One type of emergency life-preserving equipment is an inflatable safety system configured to inflate a chamber in response to an emergency event such as an impact or a potential impact. For example, automobile driver inflatable safety systems are designed to automatically inflate a chamber over the steering wheel in response to an impact between the automobile and another object so as to protect the driver from forceful impact with interior structures of the automobile. Likewise, avalanche inflatable safety systems are designed to manually inflate a chamber adjacent to the user in response to the user's triggering of an inflation mechanism. Inflatable safety systems generally include an inflatable chamber, an activation system, and an inflation system. The inflatable chamber is designed to expand from a compressed state to an inflated state so as to cushion the user or dampen potential impact. The inflatable chamber may also be used to encourage the user to elevate over a particular surface. The elevation of the inflatable chamber is achieved by the concept of inverse segregation, in which larger volume particles are sorted towards the top of a suspension of various sized particles in motion. The activation system enables manual or automatic activation of the inflation system. The inflation system transmits a fluid such as a gas into the inflatable chamber, thus increasing the internal pressure within the inflatable chamber and thereby transitioning the inflatable chamber from the compressed state to the inflated state.
Unfortunately, conventional inflatable avalanche safety systems fail to provide an efficient safety system. First, conventional systems are limited to single use in-field operation. The portable compressed gas canisters used in the conventional systems are generally configured to only contain a sufficient volume for a single deployment and therefore must be completely replaced to rearm the system. Therefore, if a user inadvertently deploys the system, it cannot be rearmed without replacing the canister. Second, conventional systems include one or more combustible or pressurized components that are not permitted on airplanes and helicopters, thus limiting the systems' use in travel situations. Third, conventional avalanche inflatable systems require a complex rearming procedure that includes replacing at least one component to enable repeated use.
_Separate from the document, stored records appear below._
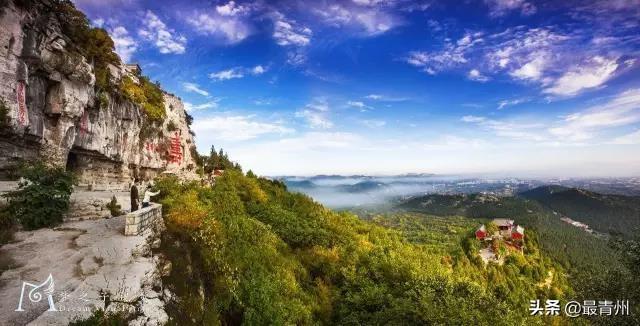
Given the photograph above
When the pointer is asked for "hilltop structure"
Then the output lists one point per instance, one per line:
(507, 229)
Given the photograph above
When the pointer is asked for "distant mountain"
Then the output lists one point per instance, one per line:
(605, 213)
(363, 186)
(300, 184)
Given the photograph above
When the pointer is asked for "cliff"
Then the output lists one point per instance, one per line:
(51, 108)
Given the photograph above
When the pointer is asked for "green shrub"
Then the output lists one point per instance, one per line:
(94, 44)
(7, 226)
(42, 197)
(114, 207)
(100, 318)
(145, 94)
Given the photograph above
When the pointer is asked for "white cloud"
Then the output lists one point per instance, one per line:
(237, 72)
(532, 70)
(318, 140)
(226, 74)
(502, 7)
(592, 74)
(475, 75)
(258, 70)
(628, 139)
(165, 39)
(227, 23)
(195, 88)
(359, 105)
(238, 128)
(622, 110)
(472, 118)
(231, 9)
(369, 20)
(204, 106)
(125, 45)
(374, 123)
(576, 128)
(288, 32)
(517, 130)
(452, 54)
(315, 113)
(385, 98)
(504, 103)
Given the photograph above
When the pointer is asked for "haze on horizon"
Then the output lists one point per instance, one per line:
(513, 88)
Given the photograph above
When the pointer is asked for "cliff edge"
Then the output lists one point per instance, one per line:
(66, 102)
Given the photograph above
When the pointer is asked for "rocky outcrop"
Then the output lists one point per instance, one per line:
(48, 92)
(93, 266)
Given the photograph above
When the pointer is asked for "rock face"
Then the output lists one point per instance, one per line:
(48, 94)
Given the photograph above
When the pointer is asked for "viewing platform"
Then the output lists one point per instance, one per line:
(143, 219)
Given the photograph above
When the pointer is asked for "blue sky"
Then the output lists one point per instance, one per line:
(511, 87)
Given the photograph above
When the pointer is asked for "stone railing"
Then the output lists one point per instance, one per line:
(142, 219)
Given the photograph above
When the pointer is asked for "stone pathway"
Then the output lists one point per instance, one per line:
(85, 258)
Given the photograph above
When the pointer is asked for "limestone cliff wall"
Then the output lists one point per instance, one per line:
(48, 92)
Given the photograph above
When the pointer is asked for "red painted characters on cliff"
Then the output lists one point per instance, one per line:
(176, 149)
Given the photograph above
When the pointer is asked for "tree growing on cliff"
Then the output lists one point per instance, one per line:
(42, 197)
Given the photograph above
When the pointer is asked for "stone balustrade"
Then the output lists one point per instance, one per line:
(139, 221)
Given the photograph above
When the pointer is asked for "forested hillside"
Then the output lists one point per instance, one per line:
(596, 267)
(613, 214)
(248, 251)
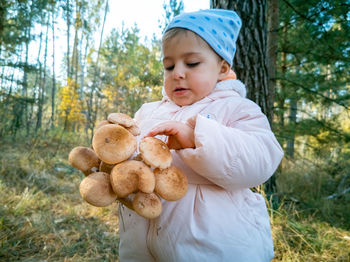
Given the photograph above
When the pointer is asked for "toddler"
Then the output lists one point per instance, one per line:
(221, 140)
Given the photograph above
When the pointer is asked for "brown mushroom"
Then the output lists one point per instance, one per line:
(134, 130)
(147, 205)
(113, 143)
(107, 168)
(171, 183)
(84, 159)
(96, 190)
(102, 123)
(155, 152)
(121, 119)
(130, 176)
(127, 201)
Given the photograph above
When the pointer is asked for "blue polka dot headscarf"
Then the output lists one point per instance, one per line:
(218, 27)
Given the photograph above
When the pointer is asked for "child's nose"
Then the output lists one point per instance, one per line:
(178, 72)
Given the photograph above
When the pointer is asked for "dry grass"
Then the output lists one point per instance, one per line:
(42, 216)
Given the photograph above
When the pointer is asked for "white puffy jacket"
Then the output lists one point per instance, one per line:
(220, 218)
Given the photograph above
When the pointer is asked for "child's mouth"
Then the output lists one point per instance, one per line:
(180, 91)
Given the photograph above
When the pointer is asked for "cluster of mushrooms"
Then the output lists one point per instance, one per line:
(114, 171)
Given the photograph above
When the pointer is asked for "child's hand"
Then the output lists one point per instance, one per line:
(180, 135)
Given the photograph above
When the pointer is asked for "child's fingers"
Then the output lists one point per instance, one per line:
(192, 121)
(163, 130)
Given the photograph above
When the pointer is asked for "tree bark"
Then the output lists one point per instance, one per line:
(272, 46)
(53, 89)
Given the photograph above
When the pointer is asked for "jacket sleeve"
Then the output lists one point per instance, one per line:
(240, 154)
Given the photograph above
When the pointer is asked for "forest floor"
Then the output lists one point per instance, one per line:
(43, 218)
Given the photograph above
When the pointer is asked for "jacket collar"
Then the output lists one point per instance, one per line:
(227, 88)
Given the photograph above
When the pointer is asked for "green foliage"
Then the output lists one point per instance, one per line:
(132, 72)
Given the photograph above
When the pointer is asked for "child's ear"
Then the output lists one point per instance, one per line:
(224, 71)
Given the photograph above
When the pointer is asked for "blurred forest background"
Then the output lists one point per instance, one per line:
(294, 57)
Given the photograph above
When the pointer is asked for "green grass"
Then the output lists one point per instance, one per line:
(43, 218)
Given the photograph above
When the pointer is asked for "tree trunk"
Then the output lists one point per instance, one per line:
(92, 114)
(53, 89)
(250, 63)
(68, 33)
(42, 90)
(272, 46)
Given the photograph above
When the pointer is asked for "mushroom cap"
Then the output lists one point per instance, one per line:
(113, 143)
(127, 201)
(132, 175)
(104, 167)
(84, 159)
(147, 205)
(171, 183)
(101, 123)
(155, 152)
(134, 130)
(121, 119)
(96, 190)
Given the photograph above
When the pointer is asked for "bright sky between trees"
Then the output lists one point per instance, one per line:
(146, 14)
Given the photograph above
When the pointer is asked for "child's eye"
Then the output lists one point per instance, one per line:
(192, 64)
(169, 68)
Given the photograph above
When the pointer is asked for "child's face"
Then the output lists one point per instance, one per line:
(191, 68)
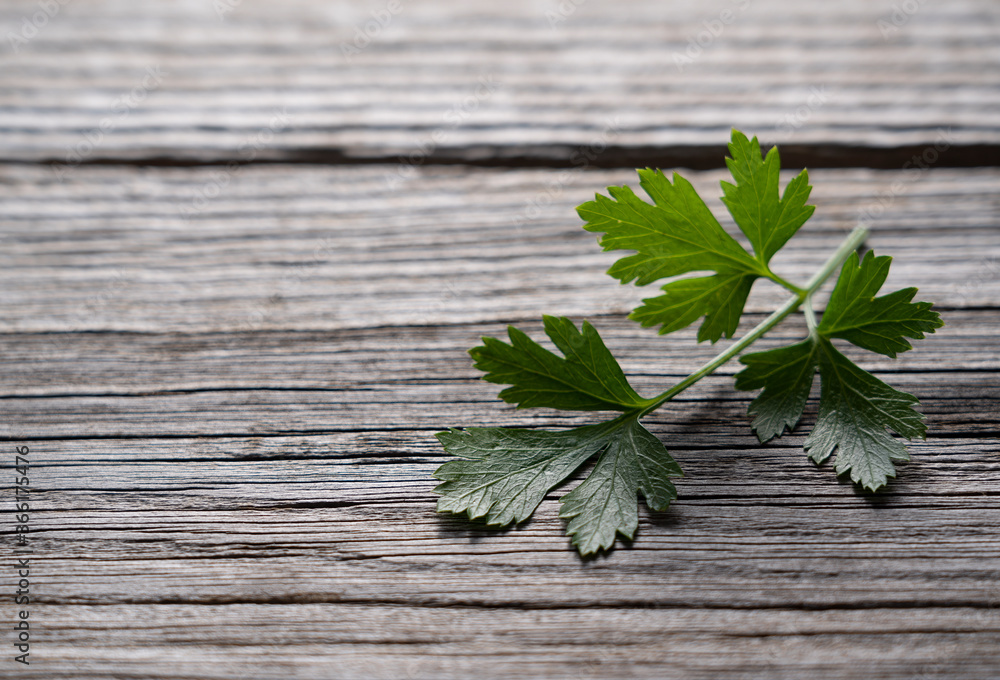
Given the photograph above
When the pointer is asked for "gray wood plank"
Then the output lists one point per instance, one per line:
(593, 72)
(393, 642)
(321, 248)
(220, 499)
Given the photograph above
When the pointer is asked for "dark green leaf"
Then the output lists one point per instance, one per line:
(507, 472)
(876, 324)
(786, 375)
(855, 408)
(587, 379)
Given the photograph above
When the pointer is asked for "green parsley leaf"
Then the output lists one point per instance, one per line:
(767, 220)
(856, 409)
(785, 376)
(605, 503)
(587, 379)
(502, 475)
(507, 473)
(875, 324)
(677, 234)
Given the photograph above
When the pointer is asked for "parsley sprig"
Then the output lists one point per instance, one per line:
(502, 474)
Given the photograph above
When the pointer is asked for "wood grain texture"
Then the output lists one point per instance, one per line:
(224, 497)
(599, 72)
(321, 248)
(230, 376)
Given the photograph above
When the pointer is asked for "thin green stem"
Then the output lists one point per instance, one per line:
(848, 246)
(786, 284)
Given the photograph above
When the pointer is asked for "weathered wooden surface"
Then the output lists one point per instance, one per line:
(219, 499)
(795, 73)
(230, 377)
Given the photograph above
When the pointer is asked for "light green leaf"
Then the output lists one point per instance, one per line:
(767, 220)
(719, 298)
(676, 234)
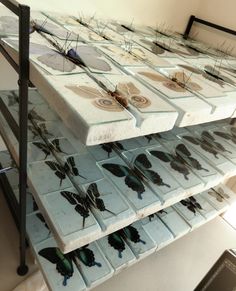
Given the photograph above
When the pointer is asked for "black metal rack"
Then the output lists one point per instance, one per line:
(193, 19)
(20, 132)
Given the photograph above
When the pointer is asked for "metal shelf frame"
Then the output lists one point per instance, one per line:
(23, 13)
(193, 19)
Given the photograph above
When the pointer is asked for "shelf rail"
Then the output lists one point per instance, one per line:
(23, 12)
(193, 19)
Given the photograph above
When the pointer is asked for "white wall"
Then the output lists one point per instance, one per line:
(221, 12)
(173, 12)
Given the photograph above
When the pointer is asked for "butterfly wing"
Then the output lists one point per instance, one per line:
(141, 161)
(165, 157)
(135, 184)
(192, 139)
(87, 256)
(57, 62)
(116, 169)
(116, 241)
(224, 135)
(182, 149)
(132, 234)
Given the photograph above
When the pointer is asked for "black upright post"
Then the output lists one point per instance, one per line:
(189, 26)
(24, 30)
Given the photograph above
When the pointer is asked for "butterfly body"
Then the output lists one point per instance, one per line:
(59, 170)
(63, 262)
(116, 241)
(132, 234)
(192, 204)
(86, 256)
(143, 165)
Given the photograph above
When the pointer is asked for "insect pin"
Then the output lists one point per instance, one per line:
(192, 204)
(143, 166)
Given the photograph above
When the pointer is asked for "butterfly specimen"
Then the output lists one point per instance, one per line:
(63, 262)
(149, 138)
(218, 194)
(116, 239)
(61, 171)
(54, 145)
(143, 165)
(83, 204)
(228, 136)
(35, 116)
(131, 179)
(41, 130)
(208, 143)
(108, 147)
(133, 95)
(192, 204)
(100, 98)
(49, 28)
(168, 83)
(181, 161)
(86, 256)
(71, 168)
(185, 81)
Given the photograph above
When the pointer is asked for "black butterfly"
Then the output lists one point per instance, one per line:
(71, 167)
(86, 256)
(35, 116)
(141, 163)
(43, 147)
(108, 147)
(149, 138)
(116, 239)
(192, 204)
(81, 203)
(40, 130)
(228, 136)
(131, 180)
(94, 200)
(208, 143)
(84, 204)
(63, 262)
(219, 195)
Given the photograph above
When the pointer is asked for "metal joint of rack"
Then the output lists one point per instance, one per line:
(20, 132)
(193, 19)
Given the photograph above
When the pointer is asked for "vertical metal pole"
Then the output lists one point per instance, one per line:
(189, 26)
(24, 29)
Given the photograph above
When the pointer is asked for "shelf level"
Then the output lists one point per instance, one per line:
(62, 217)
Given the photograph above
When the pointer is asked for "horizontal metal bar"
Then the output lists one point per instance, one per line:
(193, 19)
(216, 26)
(9, 118)
(12, 5)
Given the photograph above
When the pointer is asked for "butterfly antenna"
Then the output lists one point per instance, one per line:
(167, 185)
(110, 212)
(83, 222)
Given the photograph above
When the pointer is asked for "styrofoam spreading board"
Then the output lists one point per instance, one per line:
(153, 232)
(108, 125)
(199, 112)
(49, 200)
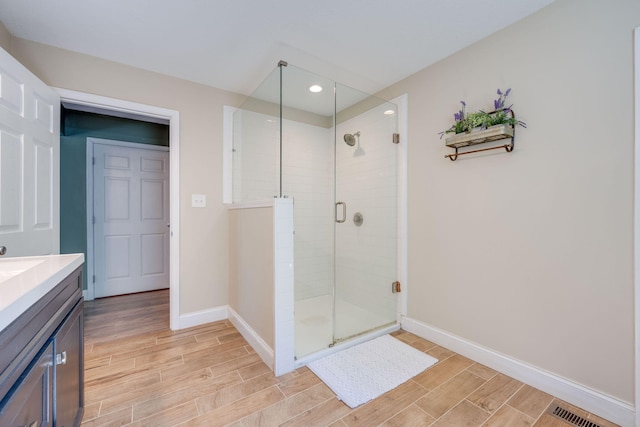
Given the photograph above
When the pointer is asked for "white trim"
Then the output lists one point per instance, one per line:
(173, 117)
(636, 222)
(91, 141)
(251, 205)
(258, 344)
(588, 399)
(283, 279)
(202, 317)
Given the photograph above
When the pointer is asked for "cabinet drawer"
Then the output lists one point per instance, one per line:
(29, 402)
(21, 340)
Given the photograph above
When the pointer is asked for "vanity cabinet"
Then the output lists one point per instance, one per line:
(41, 360)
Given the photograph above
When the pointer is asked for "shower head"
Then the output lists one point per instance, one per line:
(350, 139)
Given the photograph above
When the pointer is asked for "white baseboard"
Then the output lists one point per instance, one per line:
(201, 317)
(258, 344)
(598, 403)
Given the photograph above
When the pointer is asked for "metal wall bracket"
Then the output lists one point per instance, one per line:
(395, 287)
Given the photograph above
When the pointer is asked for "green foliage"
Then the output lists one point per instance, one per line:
(480, 119)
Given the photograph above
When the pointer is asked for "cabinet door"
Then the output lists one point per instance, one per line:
(68, 385)
(30, 401)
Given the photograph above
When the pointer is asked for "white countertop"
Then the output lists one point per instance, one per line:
(24, 280)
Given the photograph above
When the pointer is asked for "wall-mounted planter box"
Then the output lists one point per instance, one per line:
(494, 133)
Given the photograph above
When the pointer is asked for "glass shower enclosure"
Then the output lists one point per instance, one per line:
(333, 150)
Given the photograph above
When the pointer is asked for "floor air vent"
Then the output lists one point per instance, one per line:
(571, 418)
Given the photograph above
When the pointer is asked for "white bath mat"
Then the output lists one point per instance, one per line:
(365, 371)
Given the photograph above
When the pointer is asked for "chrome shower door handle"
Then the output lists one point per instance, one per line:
(344, 212)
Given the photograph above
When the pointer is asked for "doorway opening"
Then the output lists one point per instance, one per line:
(147, 113)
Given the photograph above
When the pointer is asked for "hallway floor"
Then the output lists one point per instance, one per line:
(140, 373)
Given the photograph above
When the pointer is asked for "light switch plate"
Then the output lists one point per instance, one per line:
(198, 200)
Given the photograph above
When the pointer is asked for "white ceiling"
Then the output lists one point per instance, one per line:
(235, 44)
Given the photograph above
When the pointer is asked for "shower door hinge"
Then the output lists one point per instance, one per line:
(395, 287)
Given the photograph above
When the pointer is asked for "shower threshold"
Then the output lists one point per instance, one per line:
(346, 343)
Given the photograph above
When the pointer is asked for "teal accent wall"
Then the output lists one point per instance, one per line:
(75, 128)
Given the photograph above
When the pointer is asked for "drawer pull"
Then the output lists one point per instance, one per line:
(61, 359)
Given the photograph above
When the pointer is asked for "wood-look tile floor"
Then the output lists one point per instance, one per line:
(140, 373)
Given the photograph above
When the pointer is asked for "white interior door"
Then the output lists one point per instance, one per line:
(29, 162)
(131, 219)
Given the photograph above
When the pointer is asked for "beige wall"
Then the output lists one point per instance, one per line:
(251, 269)
(530, 253)
(5, 38)
(203, 231)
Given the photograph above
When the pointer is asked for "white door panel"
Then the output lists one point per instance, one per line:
(29, 161)
(131, 209)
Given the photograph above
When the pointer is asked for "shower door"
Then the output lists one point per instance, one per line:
(366, 211)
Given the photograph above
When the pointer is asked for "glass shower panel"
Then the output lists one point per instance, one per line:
(256, 139)
(366, 227)
(344, 266)
(308, 135)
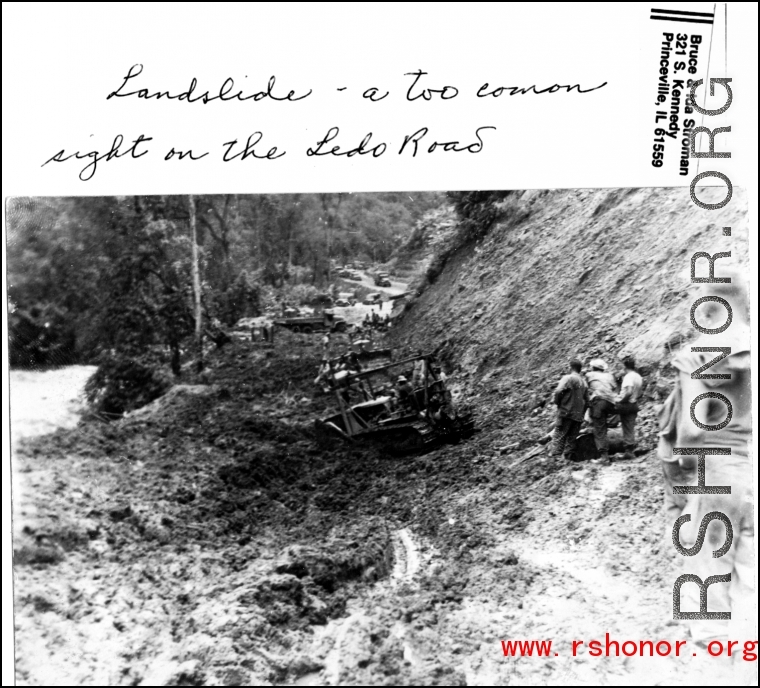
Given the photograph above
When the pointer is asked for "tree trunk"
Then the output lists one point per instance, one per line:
(196, 287)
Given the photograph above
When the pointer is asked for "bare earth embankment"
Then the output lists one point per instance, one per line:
(212, 541)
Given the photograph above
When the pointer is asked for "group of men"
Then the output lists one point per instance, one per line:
(595, 397)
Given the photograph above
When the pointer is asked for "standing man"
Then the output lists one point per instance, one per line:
(326, 342)
(602, 391)
(570, 397)
(627, 404)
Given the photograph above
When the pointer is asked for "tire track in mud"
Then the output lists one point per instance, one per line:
(406, 557)
(342, 643)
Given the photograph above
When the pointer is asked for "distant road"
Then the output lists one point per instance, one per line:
(368, 281)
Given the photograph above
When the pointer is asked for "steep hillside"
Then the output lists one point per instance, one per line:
(573, 272)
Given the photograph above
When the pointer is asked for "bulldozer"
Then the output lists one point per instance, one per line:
(412, 420)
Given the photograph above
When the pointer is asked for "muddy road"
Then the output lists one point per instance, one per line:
(211, 541)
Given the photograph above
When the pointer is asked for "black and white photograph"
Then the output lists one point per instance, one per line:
(361, 344)
(328, 439)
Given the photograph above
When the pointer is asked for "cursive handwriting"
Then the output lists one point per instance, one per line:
(447, 146)
(517, 90)
(226, 91)
(362, 149)
(249, 149)
(88, 171)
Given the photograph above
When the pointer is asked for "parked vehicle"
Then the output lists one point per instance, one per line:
(372, 299)
(368, 409)
(314, 323)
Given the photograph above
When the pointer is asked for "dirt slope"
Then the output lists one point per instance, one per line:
(574, 272)
(214, 542)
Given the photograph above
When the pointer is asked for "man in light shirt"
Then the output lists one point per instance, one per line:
(627, 404)
(602, 388)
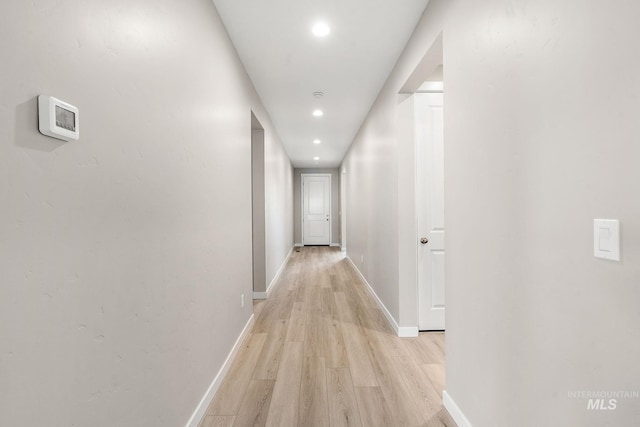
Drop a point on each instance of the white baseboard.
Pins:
(201, 409)
(407, 331)
(265, 295)
(401, 331)
(454, 410)
(260, 295)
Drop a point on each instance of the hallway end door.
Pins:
(430, 204)
(316, 209)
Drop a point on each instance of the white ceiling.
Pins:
(287, 63)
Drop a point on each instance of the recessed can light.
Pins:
(320, 29)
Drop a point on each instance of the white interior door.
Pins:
(430, 205)
(316, 209)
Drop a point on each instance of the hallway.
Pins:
(321, 353)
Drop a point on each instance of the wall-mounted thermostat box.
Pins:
(58, 119)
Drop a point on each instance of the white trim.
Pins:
(260, 295)
(201, 409)
(265, 295)
(401, 331)
(302, 176)
(454, 410)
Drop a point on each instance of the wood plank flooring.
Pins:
(321, 353)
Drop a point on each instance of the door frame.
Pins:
(423, 189)
(302, 192)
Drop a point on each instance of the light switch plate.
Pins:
(606, 239)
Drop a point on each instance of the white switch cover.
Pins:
(606, 239)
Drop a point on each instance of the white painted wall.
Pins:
(534, 152)
(123, 255)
This may compromise user safety or system operation if performed incorrectly.
Another problem of conventional inflatable avalanche systems is the susceptibility to system failure as a result of a tear or rip in the inflatable chamber. The inflatable chamber is generally inflated for a predetermined period of time corresponding to the inflation mechanism. The inflation period is intended to be performed by the user prior to avalanche contact. Therefore, during avalanche contact and transport, the inflatable chamber may contact various debris contained within the avalanche medium. For example, sharp objects such as ice and rock may be transported within the avalanche at differing speeds with respect to the user. Contact between the sharp objects and the inflatable chamber may thereby result in a puncture or tear and subsequent deflation. Deflation of the inflatable chamber will then compromise the safety provided by the inflatable avalanche system and expose the user to increased danger.
Therefore, there is a need in the industry for an efficient and reliable inflatable avalanche safety system that overcomes the problems with conventional systems.